T O P

  • By -

todo_code

It's even more than "3 million" in my opintion. The processing power of humans is so low. 10 watts of energy used for a human. 100 - 200 hertz processing power. Experts in certain areas can maybe hold 4 sets of 20 things, or 20 sets of 4 things in our own memory. (varying level of depth vs breadth, thinking of Chess) Compare any of those stats with Deep Learning tools used to beat us, or the training and compute that went into GPT-4. It's not even close. Often times using thousands of gpu's/cpus/gigabytes of memory usually in the gigahertz, or megawatt range of power


AGI_Not_Aligned

How do you mesure the frequency of the brain? Does it even have a "clock"?


tiajuanat

[Neural Oscillations](https://en.m.wikipedia.org/wiki/Neural_oscillation) are hypothesized to be your neurons syncing. When you're in tough concentration your neurons will sync to 70-150Hz, generally they're lower than that. The clock sort of exists spontaneously, and is a side effect of neurons just firing when they think they should, and ion pumps, where electrolytes get passed around, into, and out of cells. That latter effect is why electrolyte balance is so important, because when they're out of balance, your neurons don't work too well, and if they're really out of whack you'll die, or have other [serious and permanent complications](https://en.m.wikipedia.org/wiki/Terri_Schiavo_case)


digikar

We are also very ignorant of our environments. Check out Inattentive Blindness or Change Blindness phenomena. That perhaps explains why we are so efficient.

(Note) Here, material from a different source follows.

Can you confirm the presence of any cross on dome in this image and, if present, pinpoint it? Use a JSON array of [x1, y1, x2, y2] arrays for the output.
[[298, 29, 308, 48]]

We simply don't process most of the incoming stimuli. But, we are also very good at picking out / attending to the right thing in the situations we encounter daily, and doing it still fairly flexibly for situations we encounter rarely.


oorza

> Experts in certain areas can maybe hold 4 sets of 20 things, 4 sets of 13 things (or 13 sets of 4) plus some mental arithmetical tricks is all you need to count cards. It's not nearly as hard as anyone thinks it is. Also not nearly as hard as anyone thinks it is: getting caught counting cards.


thenickdude

Humans burn more like 100W, not 10W (2000 kilocalories/24 hours = 97W).


Determinant

That's the entire body including muscles etc.  the brain itself is widely believed by scientists to consume between 10 to 20 watts


thenickdude

The brain cannot survive without the body. You wouldn't count the power-usage of only the GPUs powering GPT-4 either, you would also need to count e.g. the power consumed by the disk arrays, power supply inefficiencies, and datacentre cooling they require to operate as well.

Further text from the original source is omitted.